Cocamide Diethanolamine

Cocamide DEA or cocamide diethanolamine, is a diethanolamide made by reacting the mixture of fatty acids from coconut oils with diethanolamine. It is a viscous liquid used as a foaming agent in bath product like shampoos and hand soaps, and in cosmetics as an emulsifying agent.

Cocamide is a mixture of amides of the fatty acids obtained from coconut oil. As coconut oil contains about 50% of lauric acid, in formulas only the 12-carbon chains tend to be considered. Cocamide is the structural basis of many surfactants. Common are ethanolamines (cocamide MEA, cocamide DEA), or betaine compounds (cocamidopropyl betaine).

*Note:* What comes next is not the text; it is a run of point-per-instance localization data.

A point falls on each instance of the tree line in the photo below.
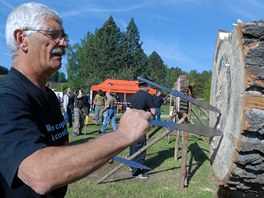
(110, 53)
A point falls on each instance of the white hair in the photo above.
(29, 15)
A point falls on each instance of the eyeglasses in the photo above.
(54, 34)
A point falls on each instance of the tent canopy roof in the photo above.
(119, 86)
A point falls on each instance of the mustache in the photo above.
(58, 51)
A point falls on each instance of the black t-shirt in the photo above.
(30, 119)
(142, 100)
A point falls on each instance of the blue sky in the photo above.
(182, 32)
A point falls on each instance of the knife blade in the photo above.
(196, 129)
(130, 163)
(179, 94)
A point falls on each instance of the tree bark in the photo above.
(237, 157)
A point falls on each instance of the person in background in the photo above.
(86, 103)
(35, 155)
(78, 113)
(110, 108)
(144, 101)
(68, 101)
(158, 101)
(99, 102)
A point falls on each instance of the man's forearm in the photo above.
(53, 167)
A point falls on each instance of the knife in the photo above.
(196, 129)
(131, 163)
(179, 94)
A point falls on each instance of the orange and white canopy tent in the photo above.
(121, 87)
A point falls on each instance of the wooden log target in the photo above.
(237, 89)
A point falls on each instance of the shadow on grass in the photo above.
(159, 158)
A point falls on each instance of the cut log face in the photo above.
(237, 86)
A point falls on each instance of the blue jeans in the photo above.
(141, 142)
(158, 113)
(98, 113)
(110, 114)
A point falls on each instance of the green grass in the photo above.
(164, 176)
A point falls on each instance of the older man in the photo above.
(35, 159)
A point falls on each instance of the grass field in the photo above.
(164, 176)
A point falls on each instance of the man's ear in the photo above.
(20, 39)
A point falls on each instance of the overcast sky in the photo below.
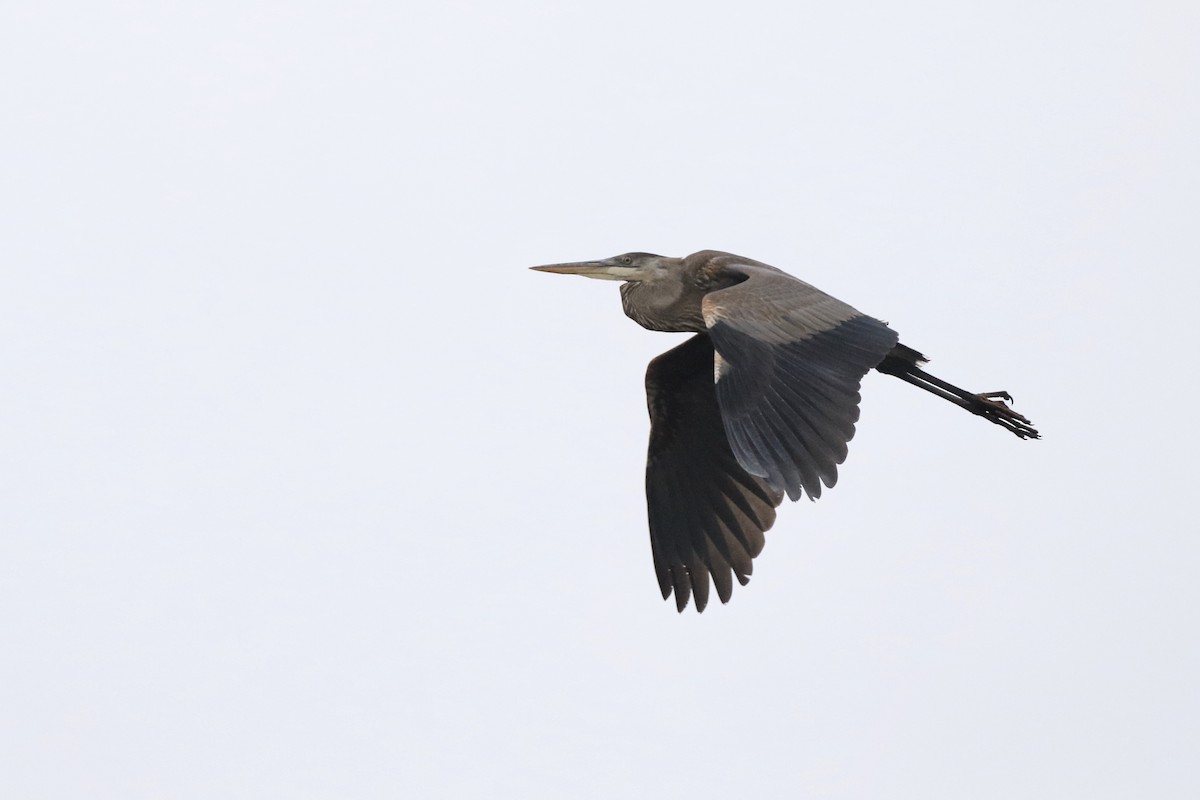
(311, 489)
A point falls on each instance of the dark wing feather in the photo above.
(790, 364)
(707, 513)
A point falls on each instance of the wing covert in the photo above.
(707, 515)
(792, 360)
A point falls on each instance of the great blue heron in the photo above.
(761, 403)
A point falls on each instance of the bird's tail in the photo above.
(903, 361)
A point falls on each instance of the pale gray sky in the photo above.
(311, 489)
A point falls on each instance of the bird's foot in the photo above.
(995, 405)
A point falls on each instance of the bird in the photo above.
(759, 404)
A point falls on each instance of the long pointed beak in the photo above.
(604, 270)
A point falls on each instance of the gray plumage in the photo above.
(761, 403)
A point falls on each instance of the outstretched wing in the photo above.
(790, 360)
(707, 513)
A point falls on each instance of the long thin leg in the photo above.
(993, 407)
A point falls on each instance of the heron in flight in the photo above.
(760, 403)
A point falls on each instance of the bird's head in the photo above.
(630, 266)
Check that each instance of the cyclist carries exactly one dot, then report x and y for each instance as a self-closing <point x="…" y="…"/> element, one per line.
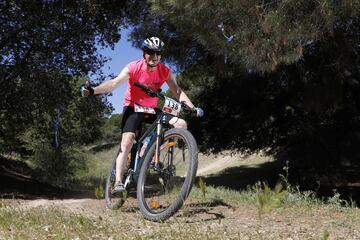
<point x="150" y="72"/>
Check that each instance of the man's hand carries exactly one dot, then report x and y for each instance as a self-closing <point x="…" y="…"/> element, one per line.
<point x="199" y="112"/>
<point x="86" y="89"/>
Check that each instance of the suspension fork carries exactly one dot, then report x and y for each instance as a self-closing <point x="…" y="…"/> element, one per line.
<point x="159" y="130"/>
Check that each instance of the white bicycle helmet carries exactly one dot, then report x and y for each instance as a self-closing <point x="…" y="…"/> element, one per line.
<point x="153" y="43"/>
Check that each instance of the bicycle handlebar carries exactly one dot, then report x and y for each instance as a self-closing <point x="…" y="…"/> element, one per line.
<point x="153" y="93"/>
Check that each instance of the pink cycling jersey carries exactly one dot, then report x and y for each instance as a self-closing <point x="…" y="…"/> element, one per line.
<point x="139" y="73"/>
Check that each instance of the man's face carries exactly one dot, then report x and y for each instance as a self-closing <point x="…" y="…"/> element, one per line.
<point x="152" y="58"/>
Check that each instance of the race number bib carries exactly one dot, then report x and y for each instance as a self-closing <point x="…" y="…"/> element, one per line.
<point x="171" y="106"/>
<point x="139" y="108"/>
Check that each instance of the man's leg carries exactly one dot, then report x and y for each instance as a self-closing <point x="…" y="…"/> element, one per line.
<point x="127" y="142"/>
<point x="178" y="122"/>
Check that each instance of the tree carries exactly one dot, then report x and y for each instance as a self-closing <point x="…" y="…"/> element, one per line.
<point x="270" y="74"/>
<point x="43" y="45"/>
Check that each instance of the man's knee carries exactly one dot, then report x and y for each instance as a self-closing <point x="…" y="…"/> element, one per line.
<point x="178" y="122"/>
<point x="127" y="141"/>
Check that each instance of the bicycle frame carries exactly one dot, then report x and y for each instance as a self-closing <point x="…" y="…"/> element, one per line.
<point x="155" y="132"/>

Diethanolamine, often abbreviated as DEA, is an organic compound. This colorless liquid is polyfunctional, being a secondary amine and a diol. Like other organic amines, diethanolamine acts as a weak base. Reflecting the hydrophilic character of the alcohol groups, DEA is soluble in water, and is even hygroscopic. Amides prepared from DEA are often also hydrophilic.

DEA is used as a surfactant and a corrosion inhibitor. It is used to remove hydrogen sulfide and carbon dioxide from natural gas.

In oil refineries, a DEA in water solution is commonly used to remove hydrogen sulfide from various process gases. It has an advantage over a similar amine ethanolamine in that a higher concentration may be used for the same corrosion potential. This allows refiners to scrub hydrogen sulfide at a lower circulating amine rate with less overall energy usage.

DEA is a versatile chemical intermediate, principal derivatives include ethylenemine and ethylenediamine. Dehydration of DEA with sulfuric acid gives morpholine. Amides derived from DEA and fatty acids, known as diethanolamides, are amphiphilic. Diethanolmides are common ingredients in cosmetics and shampoos added to confer a creamy teccture and foaming action. Relevant derivatives of DEA include lauramide diethanolamine and cocamide diethanolamine.